ネットワーク技術展示会「Interop Tokyo 2025」が6月11~13日、千葉市の幕張メッセで開催された。Interopのインフラを支えるShowNetは、5年後、10年後に必要となるネットワークの姿を示すことをビジョンに、さまざまな最新ネットワーク技術・機器などを相互接続している。このネットワークの安定性や通信品質など確保に不可欠な監視について、ShowNetのネットワーク運用センター(NOC)チームでモニタリングを担当する岩本裕貴氏と神山卓哲氏が取り組みを紹介した。
2025年のShowNetは、「ShowNet is your Network」がテーマ。メーカーから提供された機器や製品、サービスは約2300種類、Unshielded Twisted Pair(UTP)の総延長は約24.8km、光ファイバーの総延長は約7km、コンセント数はNOCのラックで約200個、会場内に配備するPOD(Pedestal Operational Domain)では約100個になる。NOCチームメンバーは32人、ボランティアが42人、ベンダーなどから応援で参加するコントリビューターが754人となる。
まず説明を行った岩本氏によると、ShowNetのモニタリングは、出展社や来場者などへの安定したインターネットサービスの提供に加え、Interop開催日を含むShowNetの構築~撤収が約2週間となることから予期せぬ障害が起こりやすい。

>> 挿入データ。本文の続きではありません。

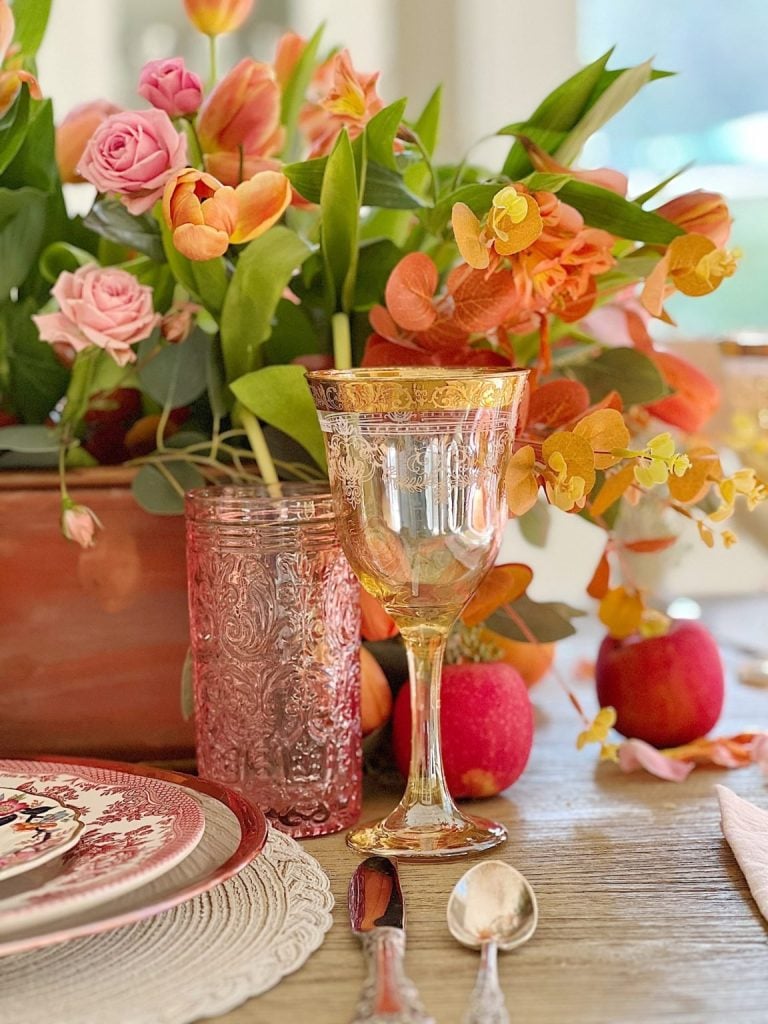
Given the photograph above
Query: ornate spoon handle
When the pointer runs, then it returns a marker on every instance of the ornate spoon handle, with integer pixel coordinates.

設定や配線の人為的なミス、配線整理での意図しないケーブルの抜け、機器のバグに起因する障害がある。また、空調管理が徹底されているデータセンターとは異なり、外気から温度や湿度の影響を非常に強く受ける点が特有だという。

ShowNetのモニタリングの特徴
また、2週間のうちラック設備からバックボーンネットワーク、サーバーやストレージ、モバイルサービス、セキュリティサービス、インターネット接続サービスと、ShowNet構築作業の段階が進むにつれて監視の要件も都度変化する。2025年の場合は、5月30~31日のホットステージ前期では温度や湿度、機器の死活、Syslog受信、6月1~6日の同後期ではSNMPやSyslog、各種フロー、テレメトリー、アラート通知、デプロイ日の同7~10日ではPODに監視エージェントを設置し、品質管理やアラート条件の精査を行う。そして、本番の同11~13日では安定稼働のための運用になる。
岩本氏は、2022~2024年のモニタリングでの取り組みを紹介した。まず2022年は、「現状分析と予兆検知を融合した監視システムの確立」がテーマ。同年は、特にマルチクラウドで監視環境を準備し、「East」(東)と「West」(西)の2つのリージョンに分けて冗長化構成としたほか、当時は機械学習(ML)が注目されたため、MLを応用したデータ学習にも挑戦。例えば、通信機器とファイアウォールの帯域変化を学習させ、予測していったという。

2022年の主な取り組み
2023年は、「パフォーマンス計測と詳細分析を組み合わせた監視基盤の実現」がテーマだった。この時は、会場内のPODにアクティブ品質監視エージェントを設置し、インターネット側のサーバーとTWAMPのセッションを確立して遅延などを測定した。また、放送映像などのメディアデータのIP伝送(Media over IP)も始まり、「SMPTE 2110」の映像ストリーム解析にも取り組んだという。

2023年の主な取り組み
2024年のテーマは、「AI技術とUX(ユーザー体験)監視の応用でShowNet基盤を支えるモニタリングシステム」となった。上述のアクティブ品質監視エージェントを活用して、TWAMPによりICMPのPingやトレースルート、HTTPリクエストなどの点からユーザーがどの程度インターネットを快適に利用できているのかを定量化し、分析したという。また、大規模言語モデル(LLM)の利用も流行になり、Syslogを基に自然言語のプロンプトで障害を分析する試みも始めた。